I have learned through my blog that I haven’t grown up with as much Jewish food as I thought. It wasn’t a central part of how we ate. We had matzo ball soup about twice a year and brisket for special occasions. My mom’s favorite food of all time is noodle kugel so she’ll take any excuse to make that. But I had never heard of half of these things, like kasha or jelly donuts.
Tell us more about your mom’s noodle kugel.
It’s a sweet one, with egg noodles and cottage cheese. It was a recipe from my father’s mother. My mother tried it before they were married. She asked for the recipe and my father’s parents said, “Only if you marry my son.” My mother always says she married him for the noodle kugel recipe.
Do you cook Jewish food often?
We live in a puny enough apartment, that we normally go to the ’burbs for the holidays. But I started making brisket last year. There’s a variation of my mother in law’s [recipe] coming in the cookbook. It has a lot of ingredients.

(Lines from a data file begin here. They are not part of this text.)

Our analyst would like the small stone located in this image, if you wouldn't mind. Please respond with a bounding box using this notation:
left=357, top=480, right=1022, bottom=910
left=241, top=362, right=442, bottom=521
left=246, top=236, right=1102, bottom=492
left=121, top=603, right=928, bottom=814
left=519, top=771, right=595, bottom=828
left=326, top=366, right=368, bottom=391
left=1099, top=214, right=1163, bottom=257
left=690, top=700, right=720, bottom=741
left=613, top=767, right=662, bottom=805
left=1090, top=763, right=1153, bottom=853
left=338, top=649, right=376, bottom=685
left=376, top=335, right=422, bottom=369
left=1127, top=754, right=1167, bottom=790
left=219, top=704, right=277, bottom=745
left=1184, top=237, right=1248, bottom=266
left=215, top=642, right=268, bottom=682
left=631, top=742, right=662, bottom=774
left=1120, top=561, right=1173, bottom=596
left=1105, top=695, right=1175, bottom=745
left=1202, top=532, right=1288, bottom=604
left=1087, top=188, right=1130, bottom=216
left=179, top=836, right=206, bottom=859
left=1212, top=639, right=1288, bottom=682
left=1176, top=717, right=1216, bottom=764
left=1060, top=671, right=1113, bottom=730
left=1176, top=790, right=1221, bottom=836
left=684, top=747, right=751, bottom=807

I make the Passover desserts. I have a whole archive of flourless recipes. When I started making “Passover” recipes, I found them all to be terrible. So I stopped making them and was on the lookout all year long for recipes that use little flour.
My mom makes a flourless chocolate cake roll, that’s almost like a yule log. As a kid we’d call it the “shit” cake cause my mom would curse so much while she made it. We roll it with whipped cream. It’s so good.
There’s also a matzo brittle that’s great, which we call “Chocolate Caramel Crack.” (God, our names for things are so bad.) During the year, we use saltines, but on Passover we use matzo. You cover matzo with caramel and chocolate. It’s very easy to make and way more fun than macaroons.
Do you have an all-time favorite Jewish dish?
I actually really like matzo ball soup. I also love making latkes. I’ve made about a million different variations over the years… I’ve done them with sweet potatoes and wasabi cream. I also once made Indian-spiced fritters with curry lime-yogurt on top. They’re so different than potato latkes, but it’s the same idea. This year, I made apple latkes. They’re not very sweet on their own, but you can also squeeze out the juice to make an apple-caramel sauce.
Does that mean you like your Jewish food less traditional?
I mostly like Jewish food the traditional way but I think that there [are ways] of improving it that don’t necessarily compromise what was important about it. We now have an amazing range of ingredients at our disposal… so we can do things that our grandmothers may not have been able to. Dried fruit doesn’t always have to be raisins; oil doesn’t have to be vegetable oil… dairy dishes can be made acceptable for meat meals sometimes just by swapping coconut milk for cream; these are the kinds of changes that get me thinking.
Where do you get the inspiration for your recipes?
I get inspiration from a mix of places. Sometimes a dish at a restaurant, sometimes an old “Gourmet,” sometimes an out-of-print cookbook … and sometimes it’s just a description or photo of a dish that I imagine will taste one way and it doesn’t and then I get obsessed with making it taste the way I thought it should. I get a lot of ideas from commenters too, who will say things like “I once had this dish and it was served with ‘x or y’ and I realize it would be perfect that way. It’s really fun to be able to have an ongoing conversation with enthusiastic home cooks.